Irish musician (1907–1978)

Seán Reid (1907-1978) was an Irish musician known as a player of the uilleann pipes, for promoting the County Clare style of piping, and for being the leader of the Tulla Céilí Band in the late 1940s.

==Biography==
He was born in Castlefin, County Donegal. Growing up in County Tyrone he learned to play the fiddle. While studying engineering he heard the playing of piper R. L. O'Mealy from Belfast at an athletics meeting (in which he was a member of the Q.U.B. in the mile event) in County Antrim, and he decided to take up that instrument. After moving to Dublin in the early 1930s he became involved with the Gaelic League. Together with Seamus Mac Mathuna and pipers Breandán Breathnach and Tommy Reck he set about reviving the Piper's club, which had not functioned for a number of years. Studying with John Potts (grandfather of Seán Potts), one of Ireland's greatest pipers at the time, he came into contact with other famous pipers such as Leo Rowsome and Johnny Doran.

In 1936 Seán Reid moved to County Clare where he worked as County Surveyor (civil engineer) in charge of sewage and drainage.

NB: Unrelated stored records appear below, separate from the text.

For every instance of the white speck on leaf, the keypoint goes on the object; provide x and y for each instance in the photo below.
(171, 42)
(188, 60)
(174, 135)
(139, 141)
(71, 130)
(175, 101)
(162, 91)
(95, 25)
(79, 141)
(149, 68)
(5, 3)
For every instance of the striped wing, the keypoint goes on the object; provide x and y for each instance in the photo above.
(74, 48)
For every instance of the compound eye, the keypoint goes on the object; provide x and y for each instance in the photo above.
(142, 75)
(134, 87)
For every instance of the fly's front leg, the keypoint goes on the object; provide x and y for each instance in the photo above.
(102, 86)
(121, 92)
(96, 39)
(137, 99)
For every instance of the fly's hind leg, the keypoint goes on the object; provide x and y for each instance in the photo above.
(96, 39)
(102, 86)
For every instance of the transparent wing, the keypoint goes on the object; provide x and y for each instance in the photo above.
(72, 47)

Working for Clare County Council he made the acquaintance of Crusheen man, fiddle player Mick Malone and Inagh man, Joe Leyden. Joe was the County Council clerk of works for the county and through him Seán Reid got to know every active traditional musician in the county. Through the travelling piper, Johnny Doran, he got to know of pipers Willie Clancy and Martin Talty. He promoted the revival of piping in Clare, bringing a group of Clare pipers to compete in the Oireachtas gathering annually in the 1940s and 1950s.

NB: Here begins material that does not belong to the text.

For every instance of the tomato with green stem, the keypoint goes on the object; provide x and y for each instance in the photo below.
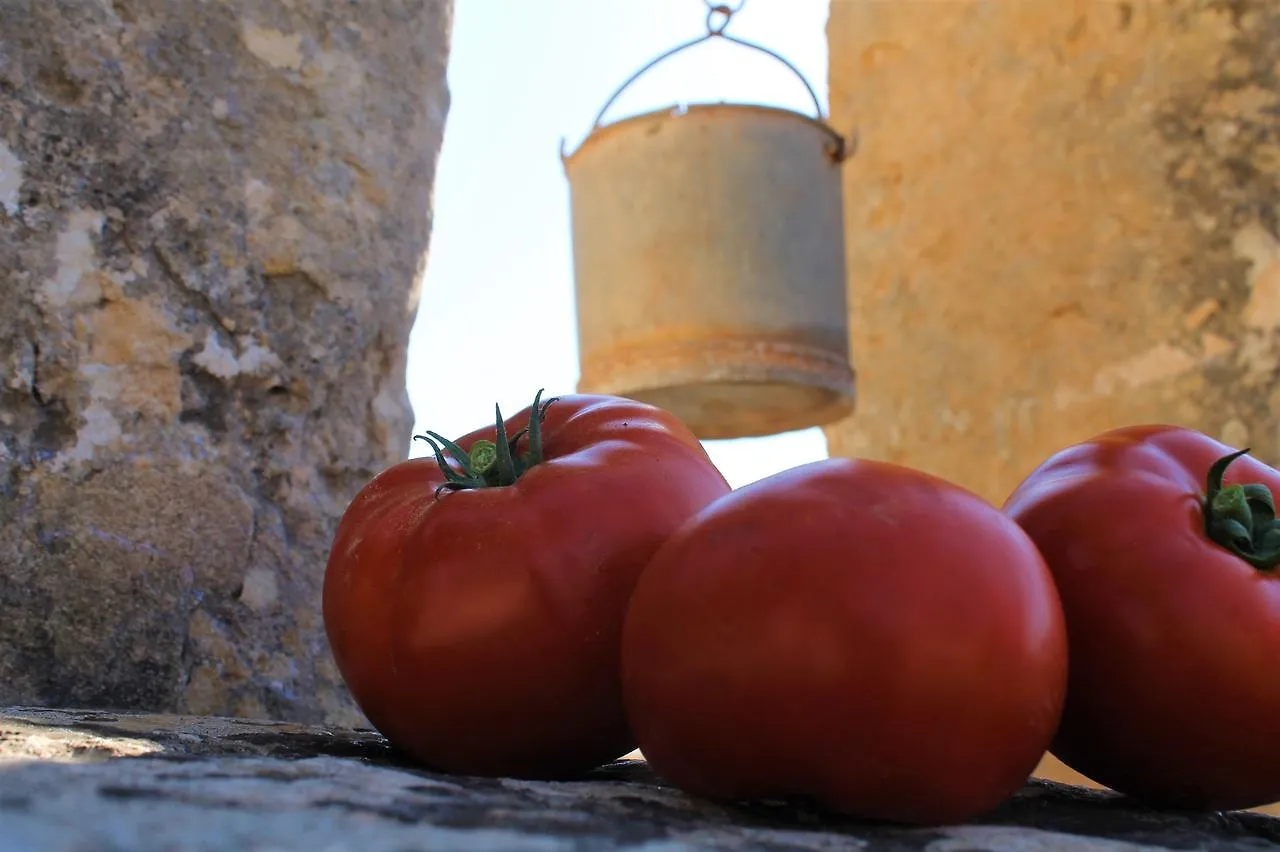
(1164, 544)
(474, 600)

In the late 1940s he played in the Tulla Céilí Band with Joe Cooley, before Cooley went to the United States. From 1950 until the formation of the Pipers Club he worked to promote the Comhaltas Ceoltóirí Éireann (CCE) in county Clare and Munster. After many years of waiting for CCE to devote a greater effort to reviving the uilleann pipes he, and a small group of like minded pipers decided that it was "now or never" and so proceeded, much to the annoyance of CCE, to formally set up the Pipers Club in Dublin, an organisation that would foster and promote the uilleann pipes to ensure it would survive.

In 1998 the Sean Reid society was founded to promote uilleann pipe scholarship.